EMC have been invited to respond to all storage RFPs, whereas NetApp have only been invited to respond to about half of them.  Why? Well, EMC have a much better coverage of the whole storage domain with their many products, whereas NetApp have but a single answer to every question that I ask.

Who wins the greater number of RFPs? Well, honours are pretty much equal but I would argue that in being invited to respond to all my RFPs, EMC are developing a much greater understanding of my business and my challenges, this long term has to have value to both myself and EMC.

Now, do EMC have too many products and NetApp too few? Actually, I reckon honours are even and the answer to both questions is yes! But arguably it is easier to consolidate product lines than it is to develop new ones.

Of course IBM and HP have a even greater understanding of my business as they can cover pretty much the whole stack; if EMC are sensible, they will use Acadia as a vehicle to develop a deeper understanding of the businesses that they deal with.

And yes, I could of used several other vendors as examples of companies with but a single answer.

Terms of Service

One of the things you get used to as a consumer of services is that at times changes to the terms and conditions of that service irritate you and you consider moving your custom. Most of the time you don't and eventually you learn to live with the changes. Actually, most of the times, the changes don't make a jot of difference and you are just irritated for the sake of being irritated.

As consumers of 'cloud applications'; this happens to us a lot; Twitter changes something, we all howl, it generally stays changed and we learn to live with it. User-interfaces change underneath us all the time, we have no choice and we learn the new interface. We cannot opt-out.

Now, look around your data centre; how many applications have you got running on legacy hardware/operating systems which are long out of support and in some case, the company which built them no longer exists? As you own the infrastructure, you can simply take the decision to opt-out and continue to run the application. A Business Unit might have very good reasons for continuing to run the application but it could simply be the case of 'It Aint Broke, So Don't Fix It'.
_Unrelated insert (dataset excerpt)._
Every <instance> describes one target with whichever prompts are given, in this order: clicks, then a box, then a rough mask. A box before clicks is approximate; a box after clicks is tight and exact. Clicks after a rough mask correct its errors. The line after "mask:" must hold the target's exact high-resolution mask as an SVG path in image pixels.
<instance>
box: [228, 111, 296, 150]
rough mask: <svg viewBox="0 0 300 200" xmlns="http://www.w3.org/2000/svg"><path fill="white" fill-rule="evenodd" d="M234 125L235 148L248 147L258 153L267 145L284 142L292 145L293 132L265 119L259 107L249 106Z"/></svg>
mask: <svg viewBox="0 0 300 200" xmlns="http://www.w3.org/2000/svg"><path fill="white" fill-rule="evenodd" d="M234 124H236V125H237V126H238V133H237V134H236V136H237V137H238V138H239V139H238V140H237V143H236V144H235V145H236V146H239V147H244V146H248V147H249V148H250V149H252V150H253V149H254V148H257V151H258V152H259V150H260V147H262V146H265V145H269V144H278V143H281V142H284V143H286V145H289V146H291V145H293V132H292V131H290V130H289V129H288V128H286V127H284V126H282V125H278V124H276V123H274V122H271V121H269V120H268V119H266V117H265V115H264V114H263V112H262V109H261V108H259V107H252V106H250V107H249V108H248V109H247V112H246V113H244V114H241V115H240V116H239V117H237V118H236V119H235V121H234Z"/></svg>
If Cloud Infrastructures become the norm, this no longer becomes quite so tenable. If your Cloud Provider upgrades it's underlying infrastructure and you find your instance no longer works; your only opt-out might well to be find a way of moving that instance into a infrastructure which will support it. However, if the application is core and lots of applications partner with it; this might not be easy.

For support teams, this might finally give them the stick they need to encourage maintenance of applications enabling them to upgrade but if you are running a private cloud infrastructure, you could find yourself in the position where you have legacy clouds…and that will just make things worse.

Not a Cloud Storage Problem

Before we all get carried away and pick on Cloud Storage as a specific target; perhaps we should sit back and think. It is not Cloud Storage; it is the Public Cloud which is the problem; the most visible failures have been storage related, but let's be honest; without storage, you don't have a Cloud Environment.

Cloud providers of Storage, Compute etc need to be held up to the highest standards of availability. You would not outsource your computing environment to Accenture, Cap Gemini, IBM etc without doing your due diligence, or perhaps you would?

Actually, I can think of many cases where people have outsourced various key parts of their business without due diligence; web-hosting for example, lots of SMBs have hosted their websites on random web-hosting companies with very little in the way of investigation. We have simply got into the habit of trusting people and we have accepted the enthusiastic amateur who starts a business. 

But this business has got too big and important; but it aint a Cloud Storage problem! Stop throwing bricks at Cloud Storage; start holding the whole hosted computing business to account. Demand SLAs, verify SLAs, check insurances, ask for references, ask for evidence of best practise operating procedures. Be an informed consumer!

However, also accept that if you pay peanuts; you'll get monkeys. So don't just look at the cost, consider the value!